Dieser Beitrag wurde bearbeitet. (4 Tage her)
It has awful performance and scalability with or without federation but federation does make it a bigger problem especially since the anti-abuse is so terrible. Federation also leads to lots of issues with decentralized state resolution resulting in bricked rooms. If they're not going to use federation, why would Matrix be chosen though? It makes huge sacrifices to support federation and is quite slow and awkward to use because of the resulting complexity, overhead, etc.
So what are the alternatives if you want to have a full-fledged Teams or Discord experience including Messaging and Video Calls? Is there any reliable self-hosted FOSS Solution available that doesn't have the issues Matrix has? I don't know any.
So they are maintaining two implementation. An efficient commercial one that they will use to fund the development of the inefficient community one? Wtf
Yes, exactly.
Aren't there some good third-party(-ish) implementations of it e.g. Dendrite or Conduit)?

The idea of using the funding of an objectively better closed-source version to fund the worse open-source version is absolutely mind-boggling to me. I'm almost absolutely positive that the target audience for something like Synapse Pro would *never* move to Matrix.
This decision looks like an enterprise money cash-grab and not even a good one.
Dendrite was being made by this same group of people and is essentially dead:

https://github.com/element-hq/dendrite

It has essentially no active development. It goes to show how many resources they're wasting.

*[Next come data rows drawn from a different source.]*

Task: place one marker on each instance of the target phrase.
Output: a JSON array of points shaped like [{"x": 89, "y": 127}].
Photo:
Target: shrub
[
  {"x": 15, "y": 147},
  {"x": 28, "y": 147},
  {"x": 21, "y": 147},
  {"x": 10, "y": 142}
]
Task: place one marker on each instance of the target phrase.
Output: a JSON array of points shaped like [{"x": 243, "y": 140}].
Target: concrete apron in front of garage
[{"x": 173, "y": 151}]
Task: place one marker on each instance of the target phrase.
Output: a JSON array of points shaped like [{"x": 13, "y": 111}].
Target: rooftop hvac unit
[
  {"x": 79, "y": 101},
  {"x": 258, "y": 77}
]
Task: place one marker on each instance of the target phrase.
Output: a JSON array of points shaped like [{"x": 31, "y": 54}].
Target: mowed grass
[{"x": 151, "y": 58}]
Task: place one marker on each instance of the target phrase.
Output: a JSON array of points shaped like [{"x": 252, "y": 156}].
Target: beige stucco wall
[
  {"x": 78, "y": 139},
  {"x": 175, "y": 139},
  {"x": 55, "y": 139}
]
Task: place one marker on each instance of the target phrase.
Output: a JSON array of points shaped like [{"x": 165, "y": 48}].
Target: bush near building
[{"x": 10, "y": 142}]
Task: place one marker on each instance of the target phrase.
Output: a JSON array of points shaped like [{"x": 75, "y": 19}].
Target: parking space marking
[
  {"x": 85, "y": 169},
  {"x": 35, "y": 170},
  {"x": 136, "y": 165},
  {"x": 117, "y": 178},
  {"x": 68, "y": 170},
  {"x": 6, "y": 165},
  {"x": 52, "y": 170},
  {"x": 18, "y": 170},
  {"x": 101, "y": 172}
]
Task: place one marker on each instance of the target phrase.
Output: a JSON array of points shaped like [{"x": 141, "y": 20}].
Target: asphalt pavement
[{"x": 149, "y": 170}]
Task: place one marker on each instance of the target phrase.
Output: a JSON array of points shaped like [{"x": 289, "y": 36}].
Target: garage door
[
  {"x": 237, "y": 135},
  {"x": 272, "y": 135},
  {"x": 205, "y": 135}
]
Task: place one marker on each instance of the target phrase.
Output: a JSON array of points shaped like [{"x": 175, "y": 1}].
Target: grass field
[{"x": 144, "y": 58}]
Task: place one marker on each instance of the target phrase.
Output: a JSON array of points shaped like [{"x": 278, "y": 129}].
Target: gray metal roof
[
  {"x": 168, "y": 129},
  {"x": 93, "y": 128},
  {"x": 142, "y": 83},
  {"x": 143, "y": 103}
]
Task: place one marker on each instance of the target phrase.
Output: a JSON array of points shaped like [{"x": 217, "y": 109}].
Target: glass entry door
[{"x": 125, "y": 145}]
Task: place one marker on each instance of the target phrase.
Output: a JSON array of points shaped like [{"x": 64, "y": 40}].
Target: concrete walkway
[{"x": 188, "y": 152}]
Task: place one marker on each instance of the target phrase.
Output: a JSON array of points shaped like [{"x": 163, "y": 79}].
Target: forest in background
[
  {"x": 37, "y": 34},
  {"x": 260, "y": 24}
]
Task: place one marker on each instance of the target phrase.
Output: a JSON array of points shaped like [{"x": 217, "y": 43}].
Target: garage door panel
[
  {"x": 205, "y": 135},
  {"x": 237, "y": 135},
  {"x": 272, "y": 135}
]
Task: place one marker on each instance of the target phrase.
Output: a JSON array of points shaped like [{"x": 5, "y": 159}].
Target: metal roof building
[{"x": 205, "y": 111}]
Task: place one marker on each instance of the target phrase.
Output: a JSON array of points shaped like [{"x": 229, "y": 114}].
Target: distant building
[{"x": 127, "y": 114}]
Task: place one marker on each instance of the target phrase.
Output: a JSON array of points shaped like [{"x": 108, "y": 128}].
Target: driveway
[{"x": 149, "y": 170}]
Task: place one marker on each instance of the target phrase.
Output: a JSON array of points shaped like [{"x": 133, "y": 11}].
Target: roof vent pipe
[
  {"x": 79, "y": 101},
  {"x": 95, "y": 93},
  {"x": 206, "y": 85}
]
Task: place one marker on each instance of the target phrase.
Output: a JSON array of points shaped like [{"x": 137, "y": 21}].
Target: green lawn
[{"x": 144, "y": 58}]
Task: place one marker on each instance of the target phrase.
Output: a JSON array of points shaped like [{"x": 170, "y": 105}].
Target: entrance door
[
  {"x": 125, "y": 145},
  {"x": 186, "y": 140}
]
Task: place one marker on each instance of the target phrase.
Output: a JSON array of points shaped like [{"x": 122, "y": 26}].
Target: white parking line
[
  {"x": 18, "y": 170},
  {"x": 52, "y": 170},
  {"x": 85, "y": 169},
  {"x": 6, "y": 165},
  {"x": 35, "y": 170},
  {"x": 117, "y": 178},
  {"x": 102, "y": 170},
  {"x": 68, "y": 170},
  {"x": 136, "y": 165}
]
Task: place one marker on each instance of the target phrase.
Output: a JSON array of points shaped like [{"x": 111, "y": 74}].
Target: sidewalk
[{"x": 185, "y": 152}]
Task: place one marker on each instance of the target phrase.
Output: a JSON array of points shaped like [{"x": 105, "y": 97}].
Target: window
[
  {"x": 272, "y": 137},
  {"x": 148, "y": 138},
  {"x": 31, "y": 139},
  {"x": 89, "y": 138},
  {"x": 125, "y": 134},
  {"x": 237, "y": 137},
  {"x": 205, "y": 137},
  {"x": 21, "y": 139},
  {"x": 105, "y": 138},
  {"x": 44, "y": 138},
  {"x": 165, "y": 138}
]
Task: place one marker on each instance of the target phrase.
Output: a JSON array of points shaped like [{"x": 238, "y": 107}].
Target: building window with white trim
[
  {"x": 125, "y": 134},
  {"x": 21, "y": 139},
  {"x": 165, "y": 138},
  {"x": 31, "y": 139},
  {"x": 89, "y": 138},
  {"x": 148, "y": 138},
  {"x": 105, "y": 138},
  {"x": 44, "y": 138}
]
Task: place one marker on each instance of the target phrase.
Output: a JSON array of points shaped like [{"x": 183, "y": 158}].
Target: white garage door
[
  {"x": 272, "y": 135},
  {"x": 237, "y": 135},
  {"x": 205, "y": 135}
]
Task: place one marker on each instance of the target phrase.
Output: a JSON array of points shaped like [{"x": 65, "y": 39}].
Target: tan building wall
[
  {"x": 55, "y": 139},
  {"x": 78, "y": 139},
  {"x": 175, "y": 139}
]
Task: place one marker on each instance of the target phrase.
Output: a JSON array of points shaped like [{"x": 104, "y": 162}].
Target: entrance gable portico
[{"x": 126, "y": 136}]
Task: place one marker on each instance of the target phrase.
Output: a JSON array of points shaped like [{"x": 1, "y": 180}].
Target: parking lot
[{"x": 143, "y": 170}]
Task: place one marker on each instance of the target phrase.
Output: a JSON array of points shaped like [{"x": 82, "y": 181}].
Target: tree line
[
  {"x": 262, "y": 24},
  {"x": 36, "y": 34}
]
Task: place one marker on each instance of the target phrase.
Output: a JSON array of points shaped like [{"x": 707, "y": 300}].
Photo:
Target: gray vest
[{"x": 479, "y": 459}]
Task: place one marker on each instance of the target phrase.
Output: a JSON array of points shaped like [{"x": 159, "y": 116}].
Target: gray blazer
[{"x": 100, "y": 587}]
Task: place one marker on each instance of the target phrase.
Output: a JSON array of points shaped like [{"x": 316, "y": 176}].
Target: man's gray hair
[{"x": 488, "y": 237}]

Conduit is also close to dead and is hardly usable. Both Dendrite and Conduit have massive issues with bricking rooms. Conduit has a much more actively developed fork.
I assume you are talking about conduwuit? Why didn't you actually specify the name of the project? Is there something wrong with it?
letting all those community servers run on extremely inefficient code has to have an awful environmental impact too, no?
There aren't that many of them. It is certainly wasting the time and money of people trying to use Matrix and experiencing awful performance/usability due to this. Spam attacks turn into denial of service even with only just manual account creation and messages.